Through May 4, the El Segundo Museum of Art is showing two small fragments of late Monet Water Lilies paintings as part of the exhibition “Silence.” The Monet swatch above is 18 inches wide. The gallery iPads don’t say anything about their history and instead pose the Socratic question: “Would you need to know that this was done by a famous painter to be interested in it?”
During Monet’s lifetime and for decades afterward, the Water Lilies panoramas were not the crowd pleasers they are today. Their wispy abstraction and titanic scale was judged, at best, to be peripherally relevant to the new century’s avant-garde; at worst, to be the result of an elderly artist’s declining faculties.

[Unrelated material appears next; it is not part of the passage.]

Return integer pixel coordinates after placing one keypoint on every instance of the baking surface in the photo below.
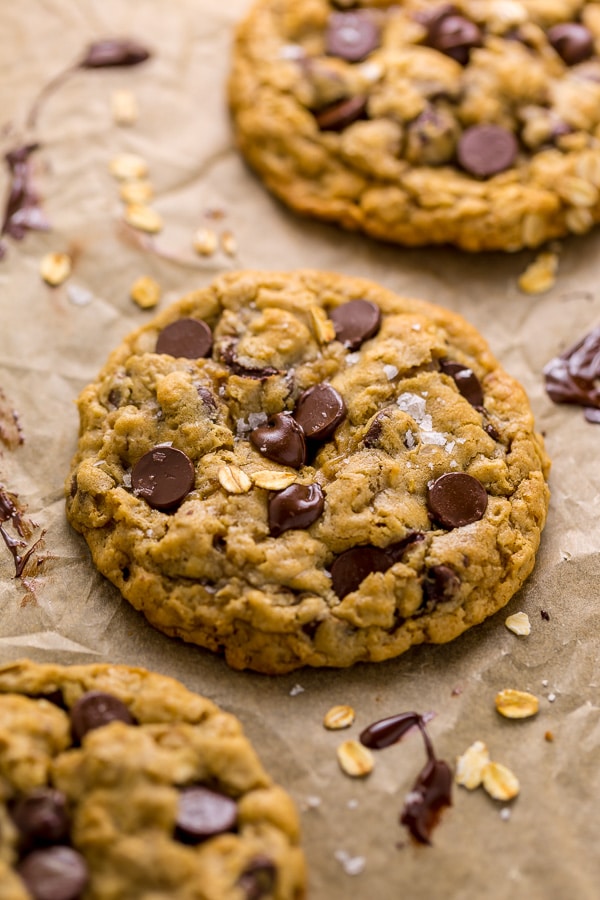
(54, 340)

That opinion changed dramatically in the 1940s. American artists began to paint mural-scale gestural abstractions. Jackson Pollock’s 1943 Mural, which goes on view at the Getty Center March 11, is 20 feet wide. The Museum of Modern Art had always maintained that modernism began with post-impressionism. It revised that opinion in 1955 when it bought an 18-foot-wide Monet Water Lilies (below). That became the largest painting in MoMA’s permanent collection. It was an instant hit and must have inspired New York Schoolers to paint bigger and faster.
An April 1958 fire at MoMA damaged the mega-Monet irreparably. It had been too large for curators and firefighters to move to safety, as they had with other threatened works.
A then-unknown Dan Flavin wrote the museum, “I will so miss the large picture but any portion of it which can be saved will be enough for me. My heart still aches over the loss.” Others wrote the museum asking whether they could have an unburnt scrap as a souvenir. Of course the museum had to say no. What was left of the painting was archived and sent into deep storage. Perhaps they’ll one day sit alongside the fragments of the American Folk Art Museum facade.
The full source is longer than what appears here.